Further, according to the powder coating material of the present invention, when the powder having a small particle size is used, the charging property is improved and the good coating efficiency can be secured, and the ratio of the uncoated powder is low. This also has the effect of reducing the burden of reuse.

[Brief description of drawings]

FIG. 1 is a diagram showing an example of a schematic configuration of an apparatus for producing a powder coating material for electrostatic coating according to the present invention.

FIG. 2 is a diagram showing the results of Test Example 1.

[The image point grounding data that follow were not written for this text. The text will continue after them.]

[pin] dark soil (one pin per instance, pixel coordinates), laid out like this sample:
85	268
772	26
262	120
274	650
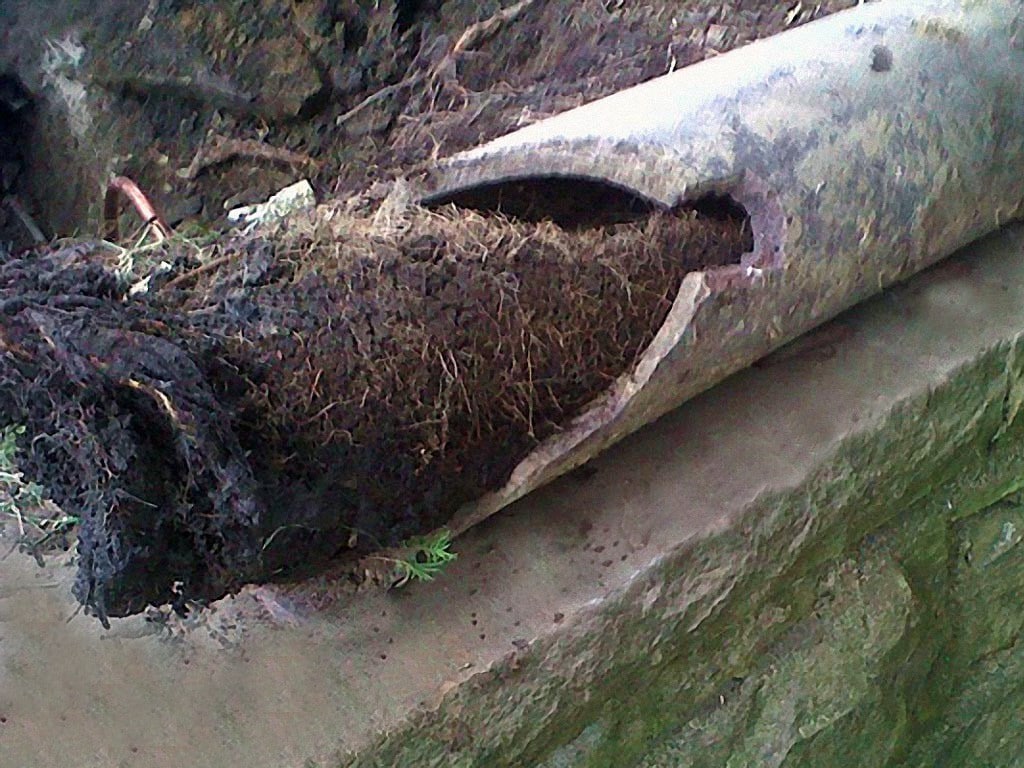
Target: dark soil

FIG. 3 is a diagram showing the results of Test Example 2;

FIG. 4 is a diagram showing the results of Test Example 3;

[Explanation of symbols]

1 ... Storage tank, 2 ... Screw feeder, 3 ...
Classifier, 4 crusher, 5 cyclone, 6 ...
-Dust collector, 7 ... blower.

Claims (4)

[Claims] 1. The average particle size of the particle group is 20 μm or less, and the particle group has an average particle size of (25% particle size under cumulative sieving (D ₂₅ ) / 75% particle size under cumulative sieving (D ₇₅ )) of 0.6. Powder coating material for electrostatic coating characterized by comprising a group of particles satisfying the above conditions 2. The average particle size of the particle group is 20 μm or less, and (4π × (projected area) / (perimeter) ² ) of the particles
Powder coating material for electrostatic coating, characterized in that it consists of a particle group satisfying the condition that the average value of 3. Particles having an average particle size of 20 μm or less, particle size of (particle diameter under cumulative sieving 25% (D ₂₅ ) / 75% particle size under cumulative sieving (D ₇₅ )) of 0.6 or more, (4π × (projected area) / (peripheral length) ² ) has an average value of 0.72 or more. 4. The method according to claim 1, wherein
A powder coating material for electrostatic coating, wherein the average particle diameter of the particle group is 4 to 7 μm.